Ultrasmall metallic nanoparticles and nanoclusters (usNPs) are a special type of nanostructure exhibiting distinctive physicochemical properties and in vivo behaviors, including improved renal clearance and tumor distribution. At present, however, the ability to precisely control the biobehaviors of usNPs is limited, partly because our understanding of their interactions in biological environments is incomplete. Therefore, we have been developing and applying a combination of biochemical and biophysical methodologies to gain fundamental knowledge on usNP-protein interactions, including their binding affinities, binding kinetics, and effects on protein structure and function. 

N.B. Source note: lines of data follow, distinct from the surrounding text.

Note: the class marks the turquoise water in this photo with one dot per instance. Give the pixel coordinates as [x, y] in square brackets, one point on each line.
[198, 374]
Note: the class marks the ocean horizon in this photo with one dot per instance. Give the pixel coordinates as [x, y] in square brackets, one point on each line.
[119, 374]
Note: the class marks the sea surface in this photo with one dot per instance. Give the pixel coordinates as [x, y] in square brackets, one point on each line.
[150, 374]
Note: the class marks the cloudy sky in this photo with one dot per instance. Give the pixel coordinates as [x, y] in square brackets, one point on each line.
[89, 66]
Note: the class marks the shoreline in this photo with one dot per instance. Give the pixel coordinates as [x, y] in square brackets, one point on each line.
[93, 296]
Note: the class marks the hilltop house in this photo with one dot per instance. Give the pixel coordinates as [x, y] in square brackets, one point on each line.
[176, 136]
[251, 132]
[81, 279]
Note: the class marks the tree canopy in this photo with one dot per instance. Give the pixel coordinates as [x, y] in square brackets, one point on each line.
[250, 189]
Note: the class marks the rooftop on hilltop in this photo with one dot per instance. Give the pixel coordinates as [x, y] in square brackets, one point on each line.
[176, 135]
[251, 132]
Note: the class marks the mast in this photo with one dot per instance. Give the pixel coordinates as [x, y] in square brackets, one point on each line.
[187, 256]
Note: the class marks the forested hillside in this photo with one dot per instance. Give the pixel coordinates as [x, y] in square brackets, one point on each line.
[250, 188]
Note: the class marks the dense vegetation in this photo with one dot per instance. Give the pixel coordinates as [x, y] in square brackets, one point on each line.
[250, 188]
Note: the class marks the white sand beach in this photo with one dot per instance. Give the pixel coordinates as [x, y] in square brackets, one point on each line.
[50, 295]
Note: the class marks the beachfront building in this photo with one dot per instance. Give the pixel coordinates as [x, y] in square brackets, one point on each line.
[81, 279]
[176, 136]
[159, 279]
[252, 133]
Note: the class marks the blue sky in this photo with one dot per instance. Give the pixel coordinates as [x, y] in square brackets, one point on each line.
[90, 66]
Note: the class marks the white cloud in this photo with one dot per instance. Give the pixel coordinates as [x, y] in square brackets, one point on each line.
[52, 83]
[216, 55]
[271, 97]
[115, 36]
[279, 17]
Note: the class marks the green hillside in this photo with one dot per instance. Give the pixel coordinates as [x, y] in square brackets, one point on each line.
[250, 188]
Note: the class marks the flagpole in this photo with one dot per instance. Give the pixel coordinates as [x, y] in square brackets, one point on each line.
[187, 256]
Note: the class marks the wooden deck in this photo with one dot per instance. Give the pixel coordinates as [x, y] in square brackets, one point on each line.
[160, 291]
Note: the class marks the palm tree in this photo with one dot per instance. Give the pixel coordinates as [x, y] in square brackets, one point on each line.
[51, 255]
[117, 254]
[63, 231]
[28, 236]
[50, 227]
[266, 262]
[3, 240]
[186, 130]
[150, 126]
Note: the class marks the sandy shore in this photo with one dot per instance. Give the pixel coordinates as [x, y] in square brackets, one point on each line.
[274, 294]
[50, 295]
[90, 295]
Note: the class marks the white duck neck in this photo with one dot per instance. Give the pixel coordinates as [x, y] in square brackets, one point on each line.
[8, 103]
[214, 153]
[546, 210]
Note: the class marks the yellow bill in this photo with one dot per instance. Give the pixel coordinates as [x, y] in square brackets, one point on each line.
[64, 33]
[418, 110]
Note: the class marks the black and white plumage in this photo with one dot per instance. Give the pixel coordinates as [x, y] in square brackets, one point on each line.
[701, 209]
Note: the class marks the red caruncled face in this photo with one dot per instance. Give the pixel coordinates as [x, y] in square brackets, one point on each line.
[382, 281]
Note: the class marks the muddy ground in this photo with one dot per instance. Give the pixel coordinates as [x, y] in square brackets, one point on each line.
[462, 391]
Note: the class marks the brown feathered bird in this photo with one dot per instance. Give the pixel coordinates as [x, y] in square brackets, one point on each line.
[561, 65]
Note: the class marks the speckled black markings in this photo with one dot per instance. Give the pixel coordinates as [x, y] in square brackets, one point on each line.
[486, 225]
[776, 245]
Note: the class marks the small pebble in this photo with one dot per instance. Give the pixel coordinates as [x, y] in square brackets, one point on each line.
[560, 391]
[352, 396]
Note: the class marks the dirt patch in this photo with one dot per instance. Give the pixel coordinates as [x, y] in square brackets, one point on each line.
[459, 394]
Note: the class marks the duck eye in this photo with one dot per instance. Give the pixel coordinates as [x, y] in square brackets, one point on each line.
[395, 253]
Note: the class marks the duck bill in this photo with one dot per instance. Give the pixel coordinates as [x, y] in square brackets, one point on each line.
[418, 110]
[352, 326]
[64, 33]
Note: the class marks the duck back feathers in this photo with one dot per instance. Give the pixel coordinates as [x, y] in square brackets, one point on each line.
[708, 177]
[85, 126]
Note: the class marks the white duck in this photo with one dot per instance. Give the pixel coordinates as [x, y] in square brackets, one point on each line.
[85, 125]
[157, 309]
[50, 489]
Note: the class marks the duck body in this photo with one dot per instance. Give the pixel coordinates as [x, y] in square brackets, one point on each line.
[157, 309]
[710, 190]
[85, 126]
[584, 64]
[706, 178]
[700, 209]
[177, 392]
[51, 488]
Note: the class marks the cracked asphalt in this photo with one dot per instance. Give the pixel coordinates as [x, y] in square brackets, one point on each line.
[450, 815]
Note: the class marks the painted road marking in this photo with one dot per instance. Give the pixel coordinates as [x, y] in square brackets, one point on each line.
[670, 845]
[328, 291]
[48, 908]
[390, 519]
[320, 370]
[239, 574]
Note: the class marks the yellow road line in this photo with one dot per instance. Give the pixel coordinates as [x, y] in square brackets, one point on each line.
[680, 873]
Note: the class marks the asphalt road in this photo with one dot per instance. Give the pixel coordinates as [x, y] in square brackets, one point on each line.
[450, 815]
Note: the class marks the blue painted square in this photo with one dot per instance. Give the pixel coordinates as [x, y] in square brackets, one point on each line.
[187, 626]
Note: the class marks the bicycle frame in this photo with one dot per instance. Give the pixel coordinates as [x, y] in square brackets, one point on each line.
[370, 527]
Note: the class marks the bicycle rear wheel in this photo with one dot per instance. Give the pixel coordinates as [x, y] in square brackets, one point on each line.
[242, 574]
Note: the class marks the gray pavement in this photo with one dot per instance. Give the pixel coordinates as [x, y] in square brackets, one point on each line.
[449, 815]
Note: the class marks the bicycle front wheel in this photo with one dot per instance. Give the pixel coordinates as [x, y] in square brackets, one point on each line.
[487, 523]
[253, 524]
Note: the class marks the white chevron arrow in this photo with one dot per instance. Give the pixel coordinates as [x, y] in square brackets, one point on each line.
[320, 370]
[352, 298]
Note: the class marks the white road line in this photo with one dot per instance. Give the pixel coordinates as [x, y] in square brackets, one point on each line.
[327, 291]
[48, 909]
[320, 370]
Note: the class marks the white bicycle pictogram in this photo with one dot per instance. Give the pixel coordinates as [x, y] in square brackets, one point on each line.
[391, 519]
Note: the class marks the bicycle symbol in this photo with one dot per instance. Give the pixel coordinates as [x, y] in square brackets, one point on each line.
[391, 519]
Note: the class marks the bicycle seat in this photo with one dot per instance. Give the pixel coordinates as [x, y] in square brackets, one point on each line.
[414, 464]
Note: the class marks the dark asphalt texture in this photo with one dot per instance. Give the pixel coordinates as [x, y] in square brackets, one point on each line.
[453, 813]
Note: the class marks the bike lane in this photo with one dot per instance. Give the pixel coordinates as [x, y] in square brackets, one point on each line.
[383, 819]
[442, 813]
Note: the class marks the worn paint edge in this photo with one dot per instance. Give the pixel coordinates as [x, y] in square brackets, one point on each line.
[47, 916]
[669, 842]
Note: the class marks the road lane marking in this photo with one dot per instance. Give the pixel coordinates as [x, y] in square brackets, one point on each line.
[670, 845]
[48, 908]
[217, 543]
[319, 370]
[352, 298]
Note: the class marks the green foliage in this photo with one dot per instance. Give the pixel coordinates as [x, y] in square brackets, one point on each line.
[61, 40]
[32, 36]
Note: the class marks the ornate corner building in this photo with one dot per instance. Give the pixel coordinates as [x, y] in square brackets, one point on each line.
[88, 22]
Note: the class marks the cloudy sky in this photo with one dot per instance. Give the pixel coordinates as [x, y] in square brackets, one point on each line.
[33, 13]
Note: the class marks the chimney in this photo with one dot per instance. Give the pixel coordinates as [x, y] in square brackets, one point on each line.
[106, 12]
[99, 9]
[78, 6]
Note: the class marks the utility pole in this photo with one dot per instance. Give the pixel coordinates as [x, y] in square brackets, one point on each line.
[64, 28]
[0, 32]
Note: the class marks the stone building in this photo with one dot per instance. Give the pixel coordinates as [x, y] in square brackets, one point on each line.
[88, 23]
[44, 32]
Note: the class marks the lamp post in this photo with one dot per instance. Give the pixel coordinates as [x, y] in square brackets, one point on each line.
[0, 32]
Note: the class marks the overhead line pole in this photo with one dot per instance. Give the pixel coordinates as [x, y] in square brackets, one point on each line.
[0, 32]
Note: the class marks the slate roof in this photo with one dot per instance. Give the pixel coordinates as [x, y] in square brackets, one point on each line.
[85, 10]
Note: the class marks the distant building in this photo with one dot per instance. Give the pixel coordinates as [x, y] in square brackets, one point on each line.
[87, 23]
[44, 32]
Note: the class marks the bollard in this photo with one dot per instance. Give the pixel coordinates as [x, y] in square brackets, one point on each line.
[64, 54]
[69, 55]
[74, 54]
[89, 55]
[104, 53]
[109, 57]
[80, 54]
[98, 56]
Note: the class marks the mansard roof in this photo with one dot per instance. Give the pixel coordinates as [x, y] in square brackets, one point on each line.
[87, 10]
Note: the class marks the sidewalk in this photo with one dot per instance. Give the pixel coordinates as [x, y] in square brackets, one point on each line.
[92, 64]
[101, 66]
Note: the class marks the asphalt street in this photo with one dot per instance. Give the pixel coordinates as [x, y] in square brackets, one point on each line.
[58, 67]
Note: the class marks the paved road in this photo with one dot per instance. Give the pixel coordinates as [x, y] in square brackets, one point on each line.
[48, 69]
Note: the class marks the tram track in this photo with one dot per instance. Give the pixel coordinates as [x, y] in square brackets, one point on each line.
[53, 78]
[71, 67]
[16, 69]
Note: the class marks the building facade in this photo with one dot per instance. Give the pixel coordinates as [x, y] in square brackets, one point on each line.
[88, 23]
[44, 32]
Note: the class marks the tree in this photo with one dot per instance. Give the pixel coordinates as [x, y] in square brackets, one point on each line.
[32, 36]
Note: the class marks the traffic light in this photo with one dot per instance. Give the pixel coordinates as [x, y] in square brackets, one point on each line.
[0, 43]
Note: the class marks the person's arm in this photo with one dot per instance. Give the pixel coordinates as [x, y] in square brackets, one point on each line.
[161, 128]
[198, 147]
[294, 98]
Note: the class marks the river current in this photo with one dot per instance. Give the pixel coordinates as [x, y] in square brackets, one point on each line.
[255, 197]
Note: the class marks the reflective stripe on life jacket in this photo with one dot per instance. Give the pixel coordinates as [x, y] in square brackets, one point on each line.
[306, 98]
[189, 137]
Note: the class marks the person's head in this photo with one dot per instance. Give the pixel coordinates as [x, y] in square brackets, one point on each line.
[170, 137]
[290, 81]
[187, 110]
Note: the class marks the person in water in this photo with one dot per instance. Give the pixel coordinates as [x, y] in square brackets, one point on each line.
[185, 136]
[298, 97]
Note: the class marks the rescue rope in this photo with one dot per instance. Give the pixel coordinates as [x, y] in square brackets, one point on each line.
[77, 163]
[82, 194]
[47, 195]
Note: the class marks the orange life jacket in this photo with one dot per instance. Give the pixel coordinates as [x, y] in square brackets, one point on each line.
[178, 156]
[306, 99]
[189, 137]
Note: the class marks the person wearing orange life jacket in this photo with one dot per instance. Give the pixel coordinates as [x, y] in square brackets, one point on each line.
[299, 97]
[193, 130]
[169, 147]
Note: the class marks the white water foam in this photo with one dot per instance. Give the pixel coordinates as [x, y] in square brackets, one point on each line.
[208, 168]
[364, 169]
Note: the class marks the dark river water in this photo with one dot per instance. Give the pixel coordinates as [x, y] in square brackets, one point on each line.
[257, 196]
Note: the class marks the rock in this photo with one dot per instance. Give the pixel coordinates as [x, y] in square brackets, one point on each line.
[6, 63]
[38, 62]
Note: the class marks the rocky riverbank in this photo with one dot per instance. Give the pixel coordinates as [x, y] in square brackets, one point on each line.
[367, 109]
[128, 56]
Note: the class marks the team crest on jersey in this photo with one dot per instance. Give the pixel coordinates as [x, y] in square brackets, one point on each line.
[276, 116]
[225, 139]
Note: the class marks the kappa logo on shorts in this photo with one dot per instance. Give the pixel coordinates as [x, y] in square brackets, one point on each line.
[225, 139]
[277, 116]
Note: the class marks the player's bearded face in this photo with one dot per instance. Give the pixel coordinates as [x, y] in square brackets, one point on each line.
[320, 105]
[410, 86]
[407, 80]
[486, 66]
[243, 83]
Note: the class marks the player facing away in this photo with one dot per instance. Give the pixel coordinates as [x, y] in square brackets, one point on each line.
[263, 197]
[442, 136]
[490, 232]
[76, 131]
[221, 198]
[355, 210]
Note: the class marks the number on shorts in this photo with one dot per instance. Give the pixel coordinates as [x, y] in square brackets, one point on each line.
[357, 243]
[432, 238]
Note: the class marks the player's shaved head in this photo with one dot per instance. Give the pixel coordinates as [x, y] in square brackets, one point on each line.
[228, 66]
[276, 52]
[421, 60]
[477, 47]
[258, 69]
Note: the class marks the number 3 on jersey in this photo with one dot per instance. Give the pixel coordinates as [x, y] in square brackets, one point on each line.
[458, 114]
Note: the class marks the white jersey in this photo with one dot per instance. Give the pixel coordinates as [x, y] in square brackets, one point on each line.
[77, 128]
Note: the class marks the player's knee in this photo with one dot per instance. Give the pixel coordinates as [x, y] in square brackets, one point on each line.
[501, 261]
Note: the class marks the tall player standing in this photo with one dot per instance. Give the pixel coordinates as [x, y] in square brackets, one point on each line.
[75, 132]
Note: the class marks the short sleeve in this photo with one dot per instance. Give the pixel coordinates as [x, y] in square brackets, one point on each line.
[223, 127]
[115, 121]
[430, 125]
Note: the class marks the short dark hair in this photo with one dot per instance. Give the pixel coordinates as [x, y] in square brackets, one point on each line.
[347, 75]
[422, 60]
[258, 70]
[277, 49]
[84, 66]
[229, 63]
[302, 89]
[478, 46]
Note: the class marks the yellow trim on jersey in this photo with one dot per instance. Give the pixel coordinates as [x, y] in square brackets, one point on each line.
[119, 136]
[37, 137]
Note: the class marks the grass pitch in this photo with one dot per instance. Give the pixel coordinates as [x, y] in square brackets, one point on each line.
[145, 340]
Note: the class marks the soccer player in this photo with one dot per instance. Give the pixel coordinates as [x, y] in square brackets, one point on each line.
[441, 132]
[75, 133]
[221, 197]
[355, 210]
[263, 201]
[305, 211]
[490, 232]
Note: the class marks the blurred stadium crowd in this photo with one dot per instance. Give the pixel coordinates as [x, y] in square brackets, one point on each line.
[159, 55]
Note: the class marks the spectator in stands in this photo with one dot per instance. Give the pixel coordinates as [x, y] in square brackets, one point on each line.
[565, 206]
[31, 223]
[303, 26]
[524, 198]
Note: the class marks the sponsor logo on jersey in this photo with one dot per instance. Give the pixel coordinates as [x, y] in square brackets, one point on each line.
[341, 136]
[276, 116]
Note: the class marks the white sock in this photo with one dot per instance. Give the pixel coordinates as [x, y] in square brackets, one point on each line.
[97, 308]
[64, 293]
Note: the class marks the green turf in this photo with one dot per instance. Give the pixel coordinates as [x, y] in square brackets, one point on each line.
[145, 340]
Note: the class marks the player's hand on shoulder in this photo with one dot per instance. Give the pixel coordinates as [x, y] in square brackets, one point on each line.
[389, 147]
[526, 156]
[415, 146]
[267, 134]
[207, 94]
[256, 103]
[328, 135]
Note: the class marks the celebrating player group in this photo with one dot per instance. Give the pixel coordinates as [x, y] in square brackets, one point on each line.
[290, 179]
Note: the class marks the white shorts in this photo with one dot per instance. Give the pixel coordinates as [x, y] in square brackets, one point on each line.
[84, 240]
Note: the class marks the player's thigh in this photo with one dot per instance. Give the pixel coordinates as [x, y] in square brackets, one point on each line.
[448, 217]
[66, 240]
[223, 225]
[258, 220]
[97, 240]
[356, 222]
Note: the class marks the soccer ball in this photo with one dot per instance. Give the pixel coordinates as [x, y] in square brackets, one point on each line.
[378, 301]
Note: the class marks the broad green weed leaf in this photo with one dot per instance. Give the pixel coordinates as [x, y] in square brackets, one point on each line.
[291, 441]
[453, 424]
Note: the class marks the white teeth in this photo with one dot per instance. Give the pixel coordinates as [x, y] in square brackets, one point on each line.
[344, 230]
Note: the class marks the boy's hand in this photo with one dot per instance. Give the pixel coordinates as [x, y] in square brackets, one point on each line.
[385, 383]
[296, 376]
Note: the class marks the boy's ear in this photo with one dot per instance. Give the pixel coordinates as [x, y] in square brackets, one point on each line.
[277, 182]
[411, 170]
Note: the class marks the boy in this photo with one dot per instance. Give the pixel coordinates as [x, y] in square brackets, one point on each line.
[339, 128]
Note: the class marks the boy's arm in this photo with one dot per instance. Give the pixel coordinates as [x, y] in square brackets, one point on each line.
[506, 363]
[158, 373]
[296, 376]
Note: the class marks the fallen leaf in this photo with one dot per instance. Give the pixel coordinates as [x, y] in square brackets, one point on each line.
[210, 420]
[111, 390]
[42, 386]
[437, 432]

Engineered nanoparticles (NPs) have garnered significant attention in nanomedicine due to their ability to encapsulate and deliver poorly soluble drugs to targeted cells and tissues. However, despite decades of extensive research, the development of NP carriers that can selectively interact with and be efficiently internalized by specific cells remains a formidable challenge. One crucial yet often overlooked factor influencing the cellular binding and internalization of NPs is the cell-surface glycocalyx, a highly negatively charged carbohydrate-rich coat that surrounds the plasma membrane of all cells. To address this limitation, our current research investigates how the cell-surface glycocalyx might modulate the uptake of NPs. By understanding how NPs and the glycocalyx interact, we hope to improve our ability to control and optimize NP uptake in targeted drug delivery.